Contemporary Views
Today, the debate continues over whether music has meaning or not. However, most contemporary views, reflecting ideas emerging from views of subjectivity in linguistic meaning arising in Cognitive Linguistics, as well as Kuhn's work on cultural biases in science and other ideas on meaning and aesthetics (e.g. Wittgenstein) on cultural constructions in thought and language), appear to be moving towards a consensus that music provides at least some signification or meaning, in terms of which it is understood.
Some scholars such as Berthold Hoeckner feel that the very idea of absolute music was culturally generated; it was fostered by some German composers in an attempt to make it universally accepted.
- “The absoluteness of absolute music has never been an obstacle, but is the very condition of its meaning.” — Berthold Hoeckner
The cultural bases of musical understanding have been highlighted in Philip Bohlman's work, who considers music as a form of cultural communication:
- There are those who believe that music represents nothing other than itself. I argue that we are constantly giving it new and different abilities to represent who we are.
Bohlman has gone on to argue that the use of music, e.g. among the Jewish diaspora, was in fact a form of identity building.
Susan McClary has critiqued the notion of ‘absolute music’, arguing that all music, whether explicitly programmatic or not, contains implicit programs that reflect the tastes, politics, aesthetic philosophies and social attitudes of the composer and their historical situation. Such scholars would argue that classical music is rarely about ‘nothing’, but reflects aesthetic tastes that are themselves influenced by culture, politics and philosophy. Composers are often bound up in a web of tradition and influence, in which they strive to consciously situate themselves in relation to other composers and styles. Lawrence Kramer, on the other hand, believes music has no means to reserve a “specific layer or pocket for meaning. Once it has been brought into sustainable connection with a structure of prejudgment, music simply becomes meaningful.”
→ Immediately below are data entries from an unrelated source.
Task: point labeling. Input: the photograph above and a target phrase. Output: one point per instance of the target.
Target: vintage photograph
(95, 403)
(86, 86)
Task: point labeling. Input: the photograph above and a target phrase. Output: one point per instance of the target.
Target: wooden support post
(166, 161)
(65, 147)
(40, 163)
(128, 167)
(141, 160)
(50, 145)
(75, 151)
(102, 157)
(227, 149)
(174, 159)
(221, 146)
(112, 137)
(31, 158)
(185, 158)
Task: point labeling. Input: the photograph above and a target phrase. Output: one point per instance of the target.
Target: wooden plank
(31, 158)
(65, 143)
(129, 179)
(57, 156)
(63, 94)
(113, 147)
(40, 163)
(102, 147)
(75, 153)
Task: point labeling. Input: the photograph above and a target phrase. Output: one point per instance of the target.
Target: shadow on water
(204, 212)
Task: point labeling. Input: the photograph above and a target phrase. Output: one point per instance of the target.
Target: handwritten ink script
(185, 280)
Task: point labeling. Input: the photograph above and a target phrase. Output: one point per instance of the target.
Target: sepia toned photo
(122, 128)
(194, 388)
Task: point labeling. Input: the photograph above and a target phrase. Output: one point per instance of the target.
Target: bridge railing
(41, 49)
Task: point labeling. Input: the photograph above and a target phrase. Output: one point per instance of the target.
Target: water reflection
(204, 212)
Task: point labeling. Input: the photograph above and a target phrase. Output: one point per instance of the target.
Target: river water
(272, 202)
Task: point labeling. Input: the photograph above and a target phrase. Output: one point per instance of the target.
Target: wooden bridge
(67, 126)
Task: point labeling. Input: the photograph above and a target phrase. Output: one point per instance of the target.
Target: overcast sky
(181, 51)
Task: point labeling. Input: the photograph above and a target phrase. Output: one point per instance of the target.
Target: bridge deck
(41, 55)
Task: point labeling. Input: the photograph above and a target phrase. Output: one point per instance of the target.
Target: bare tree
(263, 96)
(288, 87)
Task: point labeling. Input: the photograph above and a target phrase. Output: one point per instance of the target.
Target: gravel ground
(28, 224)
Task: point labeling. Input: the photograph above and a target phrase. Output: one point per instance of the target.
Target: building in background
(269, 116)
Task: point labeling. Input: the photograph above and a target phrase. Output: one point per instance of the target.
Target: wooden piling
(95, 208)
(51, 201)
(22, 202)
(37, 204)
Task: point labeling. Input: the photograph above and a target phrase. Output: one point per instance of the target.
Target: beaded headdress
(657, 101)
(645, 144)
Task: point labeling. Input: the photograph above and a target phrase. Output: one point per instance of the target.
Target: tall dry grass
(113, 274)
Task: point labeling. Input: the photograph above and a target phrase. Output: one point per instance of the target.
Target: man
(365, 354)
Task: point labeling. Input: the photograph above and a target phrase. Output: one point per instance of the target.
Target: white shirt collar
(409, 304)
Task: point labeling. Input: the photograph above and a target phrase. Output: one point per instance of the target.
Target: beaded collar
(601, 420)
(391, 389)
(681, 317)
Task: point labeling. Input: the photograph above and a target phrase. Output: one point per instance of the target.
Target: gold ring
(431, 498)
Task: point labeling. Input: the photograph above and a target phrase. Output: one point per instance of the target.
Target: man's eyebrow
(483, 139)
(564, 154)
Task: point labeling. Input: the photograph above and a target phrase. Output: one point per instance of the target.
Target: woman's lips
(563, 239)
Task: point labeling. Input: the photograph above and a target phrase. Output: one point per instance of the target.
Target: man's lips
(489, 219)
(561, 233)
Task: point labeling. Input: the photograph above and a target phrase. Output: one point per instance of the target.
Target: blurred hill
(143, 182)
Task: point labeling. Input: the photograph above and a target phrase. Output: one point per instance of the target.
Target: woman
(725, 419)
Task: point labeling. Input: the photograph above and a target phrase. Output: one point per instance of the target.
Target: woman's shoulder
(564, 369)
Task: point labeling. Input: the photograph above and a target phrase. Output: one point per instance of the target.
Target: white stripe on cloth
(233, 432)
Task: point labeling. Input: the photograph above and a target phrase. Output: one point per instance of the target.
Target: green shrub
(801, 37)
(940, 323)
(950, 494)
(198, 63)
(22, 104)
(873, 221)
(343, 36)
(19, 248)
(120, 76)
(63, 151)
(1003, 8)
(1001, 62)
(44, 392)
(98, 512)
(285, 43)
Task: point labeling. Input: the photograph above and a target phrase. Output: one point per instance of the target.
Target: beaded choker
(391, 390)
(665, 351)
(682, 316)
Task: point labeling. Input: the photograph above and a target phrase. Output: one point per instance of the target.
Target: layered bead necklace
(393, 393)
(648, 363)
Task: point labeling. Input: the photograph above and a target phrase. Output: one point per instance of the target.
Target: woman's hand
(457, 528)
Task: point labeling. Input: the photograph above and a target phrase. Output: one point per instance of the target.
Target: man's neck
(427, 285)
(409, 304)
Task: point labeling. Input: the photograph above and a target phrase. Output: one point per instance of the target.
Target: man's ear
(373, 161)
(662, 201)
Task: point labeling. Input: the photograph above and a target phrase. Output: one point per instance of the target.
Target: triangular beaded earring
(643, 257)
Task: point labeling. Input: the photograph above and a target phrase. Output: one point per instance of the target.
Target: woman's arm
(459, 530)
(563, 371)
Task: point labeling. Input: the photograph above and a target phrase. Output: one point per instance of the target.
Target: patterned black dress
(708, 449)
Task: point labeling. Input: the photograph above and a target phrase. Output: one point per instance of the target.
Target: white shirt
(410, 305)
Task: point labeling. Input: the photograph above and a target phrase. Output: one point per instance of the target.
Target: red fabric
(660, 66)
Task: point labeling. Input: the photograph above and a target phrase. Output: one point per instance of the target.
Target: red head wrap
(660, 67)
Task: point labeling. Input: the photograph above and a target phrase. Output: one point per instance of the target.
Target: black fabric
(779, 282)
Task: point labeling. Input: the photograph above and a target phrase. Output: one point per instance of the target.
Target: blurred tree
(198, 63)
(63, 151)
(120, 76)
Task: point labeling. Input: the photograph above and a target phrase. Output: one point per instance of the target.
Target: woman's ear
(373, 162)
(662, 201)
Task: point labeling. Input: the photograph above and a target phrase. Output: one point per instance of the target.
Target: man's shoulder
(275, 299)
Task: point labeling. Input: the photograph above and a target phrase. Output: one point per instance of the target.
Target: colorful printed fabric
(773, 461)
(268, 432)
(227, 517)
Music which appears to demand an interpretation, but is abstract enough to warrant objectivity (e.g. Tchaikovsky’s 6th Symphony), is what Lydia Goehr refers to as ‘double-sided autonomy.’ This happens when the formalist properties of music became attractive to composers because, having ‘no meaning to speak of’, music could be used to envision an alternative cultural and/or political order, while escaping the scrutiny of the censor (particularly common in Shostakovich, most notably the Fourth and Fifth Symphonies).